Standalone software product with Primary Operating Functions:
• Display and editing of GE Ultrasound 3D/4D data sets
• Measurements on displayed image incl. derived calculations based on medical literature in the following applications: Abdominal, Obstetrics, Gynecology, Cardiology, Transrectal, Vascular, Cephalic, Small Parts, Pediatrics, Musko-Skeletal (MSK)
• Data storage (image, measurement and patient data)
• Data transfer to and from remote systems (e.g. via DICOM®1)
• Adding annotations to acquired image
This document describes the 510(k) premarket notification for GE Medical Systems Ultrasound and Primary Care Diagnostics' 4D View device.

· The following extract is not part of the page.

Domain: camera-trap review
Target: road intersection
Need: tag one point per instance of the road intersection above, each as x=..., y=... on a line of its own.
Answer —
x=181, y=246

The 4D View is a software product intended for image display of GE Ultrasound 3D/4D datasets for diagnostic purposes, including measurements.

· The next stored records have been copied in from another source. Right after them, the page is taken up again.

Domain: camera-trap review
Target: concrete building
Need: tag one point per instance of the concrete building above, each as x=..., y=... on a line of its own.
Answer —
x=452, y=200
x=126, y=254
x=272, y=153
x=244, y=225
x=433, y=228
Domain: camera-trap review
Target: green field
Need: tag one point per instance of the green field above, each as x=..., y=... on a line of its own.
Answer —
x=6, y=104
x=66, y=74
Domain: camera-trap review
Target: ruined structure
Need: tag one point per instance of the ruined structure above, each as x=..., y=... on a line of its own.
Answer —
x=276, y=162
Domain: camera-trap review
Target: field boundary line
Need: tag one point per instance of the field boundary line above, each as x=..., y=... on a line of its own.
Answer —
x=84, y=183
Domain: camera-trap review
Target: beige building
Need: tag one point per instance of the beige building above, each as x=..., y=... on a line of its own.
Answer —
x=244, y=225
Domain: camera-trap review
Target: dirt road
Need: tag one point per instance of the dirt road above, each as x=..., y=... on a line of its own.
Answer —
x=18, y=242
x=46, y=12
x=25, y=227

The submission claims substantial equivalence to its predicate device, 4D View (K131118), and references Voluson E10 (K172342). As the submission explicitly states, "The subject of this premarket submission, 4D View, did not require clinical studies to support substantial equivalence." Therefore, there is no study described that proves the device meets specific acceptance criteria based on clinical performance.
Based on the provided text, the following information can be extracted regarding the device and its assessment for substantial equivalence.
1. A table of acceptance criteria and the reported device performance:
Since no clinical studies were performed, there are no specific performance-based acceptance criteria or reported device performance metrics in terms of clinical accuracy (e.g., sensitivity, specificity, accuracy). The acceptance criteria for this submission are based on demonstrating substantial equivalence to the predicate device in terms of:
Acceptance Criteria Category | Equivalence Claimed |
---|---|
Intended Use | Same |
Capabilities | Same |
Technological Characteristics | Same |
Safety | Same |
Effectiveness | Same |
The document states that the proposed 4D View adds workflow improvements and improvements to archive and DICOM functionality, implying performance enhancements in these areas compared to the predicate, but no quantitative metrics are given.
2. Sample size used for the test set and the data provenance:
Not applicable, as no clinical studies with a test set were conducted.
3. Number of experts used to establish the ground truth for the test set and the qualifications of those experts:
Not applicable, as no clinical studies with a test set were conducted.
4. Adjudication method (e.g., 2+1, 3+1, none) for the test set:
Not applicable, as no clinical studies with a test set were conducted.
5. If a multi-reader multi-case (MRMC) comparative effectiveness study was done, If so, what was the effect size of how much human readers improve with AI vs without AI assistance:
Not applicable. The 4D View is described as a standalone software product primarily for displaying and measuring GE Ultrasound 3D/4D datasets. There is no mention of "AI" or a human-in-the-loop component that would require an MRMC study to assess reader improvement with AI assistance.
6. If a standalone (i.e., algorithm only without human-in-the-loop performance) was done:
While the device is a "standalone software product," the documentation does not describe a performance study for the algorithm without human-in-the-loop. The substantial equivalence is based on the device's functional and technological similarities to the predicate, not on a standalone performance study against a clinical ground truth.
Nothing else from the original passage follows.